Expertise

Struggling to conceive affects the emotional wellbeing of individuals and couples.

We spoke to Tamaryn Spandiel, a clinical psychologist affiliated to Hope Fertility Clinic at Mediclinic Sandton, about the role of infertility counselling.

Apart from being a medical condition, would you agree that infertility is also a social and emotional condition?

Absolutely. Men and woman with infertility difficulties have deep internal [emotional] struggles. Many people socially isolate themselves while going through this journey as they’re often judged for being unable to have children. One patient was told: “A woman’s most basic function is to bear children. So how can you be a woman if you can’t bear any?”. Infertility is unique to each person and can be immensely lonely. People often hide their IVF journey until their pregnancy is “safe”. If you’re facing infertility, it’s important to find the right psychological support.

What are common emotions for people struggling with infertility?

Each person’s process is unique. From my experience some of the most common emotions are anger, rage, hopelessness, sadness, isolation, inadequacy, guilt, and frustration. This is why a therapeutic process is so important for everyone faced with infertility.

How can a therapist help?

It’s vital to listen and be present with the patient in a non-judgmental way. Patients need a space to explore what feels best for them even it goes against religious or societal norms and expectations. A therapist should never impose their personal beliefs or rush the process. Working too fast, or too slowly, can cause distress. I listen to and respect the patient’s boundaries, working at a pace that is comfortable for them.

What process does infertility counselling follow?

The method I use is to work from an analytic framework in which the patient needs to grieve their loss and find their own process of healing. I’m there to facilitate this process, which takes as long it takes. Other therapists use a cognitive behavioural (CBT) framework, which entails working with the patient to set concrete goals and time frames to meet those goals. These are very different processes. It’s vital for a patient to find a therapist who best suits their needs and with whom they are comfortable.

Do you work in tandem with the fertility specialist?

Psychotherapy is a very personal experience so although I’m affiliated with a fertility clinic it’s important to keep the patient’s psychological journey separate from their medical treatment. They must be assured that their therapeutic journey is as confidential as their medical treatment at the fertility clinic. During the fertility process so much is out of your control; your body at times feels like it’s no longer your own. This is why it’s important for the patient to feel in control during their psychotherapy process. It’s also why my rooms are situated outside of the fertility clinic. If anything significant comes up during the therapy, I encourage the patient to share it with their treating doctor. Of course, there are exceptions where the treating specialist needs to be consulted. But this is usually if risk of any kind is involved.

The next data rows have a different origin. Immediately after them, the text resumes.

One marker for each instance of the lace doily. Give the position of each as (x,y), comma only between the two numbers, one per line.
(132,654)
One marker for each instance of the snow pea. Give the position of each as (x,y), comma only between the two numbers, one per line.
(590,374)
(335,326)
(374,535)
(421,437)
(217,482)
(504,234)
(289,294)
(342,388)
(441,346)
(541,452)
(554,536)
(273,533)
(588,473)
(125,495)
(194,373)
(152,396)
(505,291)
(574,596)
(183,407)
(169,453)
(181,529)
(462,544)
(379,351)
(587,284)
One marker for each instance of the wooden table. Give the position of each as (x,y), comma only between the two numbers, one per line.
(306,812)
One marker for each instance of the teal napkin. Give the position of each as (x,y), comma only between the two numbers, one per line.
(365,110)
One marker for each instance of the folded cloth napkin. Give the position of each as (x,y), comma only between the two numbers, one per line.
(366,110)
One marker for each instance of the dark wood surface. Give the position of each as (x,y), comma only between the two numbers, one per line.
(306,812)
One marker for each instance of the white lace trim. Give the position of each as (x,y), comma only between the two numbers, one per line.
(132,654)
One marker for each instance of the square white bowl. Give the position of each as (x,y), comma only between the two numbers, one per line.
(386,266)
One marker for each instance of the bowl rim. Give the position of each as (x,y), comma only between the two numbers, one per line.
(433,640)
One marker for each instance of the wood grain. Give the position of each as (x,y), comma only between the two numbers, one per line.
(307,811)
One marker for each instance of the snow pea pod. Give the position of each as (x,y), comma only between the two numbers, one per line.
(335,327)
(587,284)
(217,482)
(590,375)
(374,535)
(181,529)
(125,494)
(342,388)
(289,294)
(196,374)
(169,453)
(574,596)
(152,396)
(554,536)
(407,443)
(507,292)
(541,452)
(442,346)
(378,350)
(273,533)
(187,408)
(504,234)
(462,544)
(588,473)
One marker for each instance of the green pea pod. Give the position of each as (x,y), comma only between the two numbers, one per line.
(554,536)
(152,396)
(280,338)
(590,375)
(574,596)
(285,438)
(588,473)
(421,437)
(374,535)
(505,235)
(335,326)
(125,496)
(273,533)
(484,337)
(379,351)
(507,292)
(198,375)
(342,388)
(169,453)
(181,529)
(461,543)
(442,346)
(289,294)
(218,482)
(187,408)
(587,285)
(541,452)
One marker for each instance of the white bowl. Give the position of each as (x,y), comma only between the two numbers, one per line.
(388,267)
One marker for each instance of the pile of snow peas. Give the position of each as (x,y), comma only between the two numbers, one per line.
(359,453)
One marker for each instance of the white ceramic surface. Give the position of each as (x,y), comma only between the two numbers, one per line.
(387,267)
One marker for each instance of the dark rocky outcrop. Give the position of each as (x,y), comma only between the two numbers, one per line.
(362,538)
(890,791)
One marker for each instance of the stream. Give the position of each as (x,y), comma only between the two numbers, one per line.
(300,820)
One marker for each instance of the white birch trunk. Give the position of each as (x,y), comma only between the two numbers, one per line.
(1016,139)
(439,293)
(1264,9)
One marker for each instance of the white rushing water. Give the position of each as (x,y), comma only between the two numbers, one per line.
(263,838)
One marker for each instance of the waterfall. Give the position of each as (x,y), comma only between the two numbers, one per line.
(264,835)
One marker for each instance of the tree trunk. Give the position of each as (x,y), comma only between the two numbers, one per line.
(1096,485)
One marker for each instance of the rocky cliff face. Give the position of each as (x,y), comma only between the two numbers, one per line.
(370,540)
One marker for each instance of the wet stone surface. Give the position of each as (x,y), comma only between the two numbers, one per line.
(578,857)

Is there a difference between a couple struggling with infertility versus a single person struggling?

I can’t compare processes because everyone has unique challenges. As infertility affects men and women differently, it’s helpful for each partner to engage in their own therapeutic process. Once they’ve worked through their personal difficulties, it’s easier to then work through their process together as a couple. I always encourage my single patients to build a support network of non-judgmental people. Both couples and single patients often seek contact with others who’ve been through a similar experience of infertility.

How are you affiliated with Hope Fertility Clinic?

I carry out the psychological screening of potential egg donors and provide psychotherapy for various therapeutic needs. For example, when a couple or individual has suffered a bereavement after miscarriage, it helps them to acknowledge and grieve the loss before they try again. I also work on exploring which medical treatment meets the spiritual, emotional, and physical needs of individuals and couples. I chose to affiliate with Hope Fertility Clinic because it provides an intimate experience where patients are more than a number.